Mouse islets were plated in 24-well plates (30–40 islets per well), allowed 24 h recovery after isolation, washed twice in buffer A, and transferred to RPMI 1640 full medium containing 3.3 mM glucose overnight to stabilize basal gene expression. The islets were washed twice with buffer A without glucose and stimulated for 72 h in RPMI 1640 full medium, with either 3.3 or 16.7 mM glucose.
Total RNA, miRNA, and quantitative real-time PCR
Total RNA and miRNA were extracted with the miRNeasy Mini kit (Qiagen, Germantown, MD, USA), according to the manufacturer’s protocol. RNA (200–600 ng) was used for cDNA synthesis by the miScript II reverse transcription kit with HiFlex buffer (Qiagen) for simultaneous conversion of all RNA and miRNA species into cDNA. cDNA then was subjected to quantitative (q)real-time PCR analysis. Mature miRNA expression analysis was performed in duplicate or triplicate with the miScript SYBR Green PCR Kit (Qiagen), using forward primers that overlapped the specific mature miRNA sequences (primers available upon request); matched with Universal Primer (Qiagen); and normalized to the expression level of the U6 small nuclear RNA. Gene expression analysis was performed in duplicate or triplicate with mRNA-specific primers and SYBR Green PCR Master Mix (Life Technologies-Applied Biosystems, Grand Island, NY, USA) and normalized to β-actin or Dhfr as controls.
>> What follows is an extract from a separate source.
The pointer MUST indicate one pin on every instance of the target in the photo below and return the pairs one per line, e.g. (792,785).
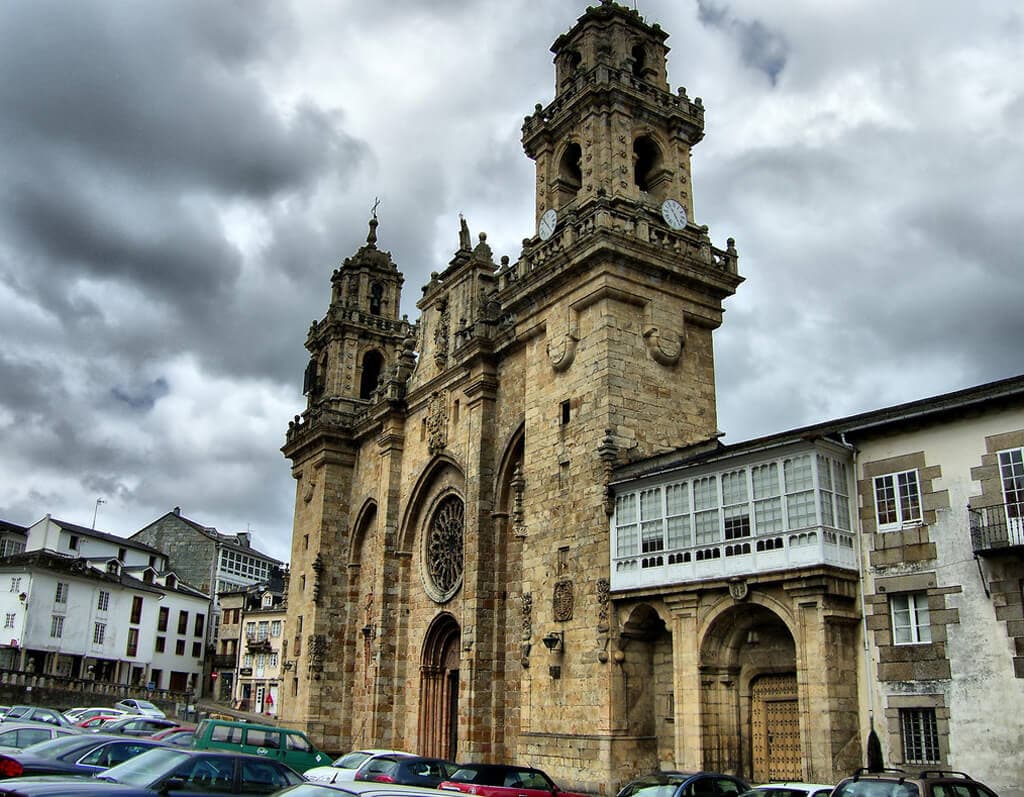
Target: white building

Samples were run on the 7500 Real-Time PCR System (Life Technologies-Applied Biosystems) platform in the following conditions: initial activation step, 15 min at 95°C, followed by 40 cycles of denaturation for 15 s at 94°C, annealing for 30 s at 55°C, and extension for 30 s at 72°C. Relative expression was calculated based on the 2−ΔΔCt method, using the following formula: ΔΔCt = [ΔCt control gene (normal sample) − ΔCt control gene (treated sample)] – [ΔCt target gene (normal sample) − ΔCt target gene (treated sample)].
siRNA-mediated knockdown of Dicer1
For targeted knockdown of Dicer1 expression, MIN6 cells were transfected separately with 4 different Flexitube short interfering RNAs (siRNAs) (Qiagen) directed against the mouse Dicer1 sequence: target site1, ATCGATCATATGTCCAGTCTA; target site 2, AACGGATCTTACAGCAATTAA; target site 3, CACCATATCCATCGAGCTGAA; and target site 6: CAGGAGGAGGTACTTAGGAAA. As controls, we used a mock transfection and AllStars negative control siRNA (Qiagen), which has no homology with any known mammalian genes. Cells were transfected in replicate in 24-well plates with 50 nM siRNA in the presence of HiPerfect Transfection Reagent (Qiagen) and harvested for RNA 48 h after transfection. qReal-time PCR analysis for Dicer expression levels was performed according to the conditions described above, with Dicer1 QuantiTect Primer Assay (cat. QT00114702; Qiagen), and calculated relative to the expression level of Dhfr.
Western blot analysis
Whole-cell extracts from MIN6 cells were prepared in Laemmli sample buffer (Bio-Rad, Hercules, CA, USA). Equal amounts were run on Criterion precast gels (Bio-Rad), blotted to PVDF membrane (Millipore, Billerica, MA, USA), and treated with anti IA-2β (PTPRN2 antibody C18297; Assay Biotech, Sunnyvale, CA, USA) or anti-GAD65 (Pierce PA5-21297; by ThermoScientific, Rockford, IL, USA). The antibody α-tubulin (T5168, Sigma-Aldrich) was used as the loading control. Images were quantified with Image J software.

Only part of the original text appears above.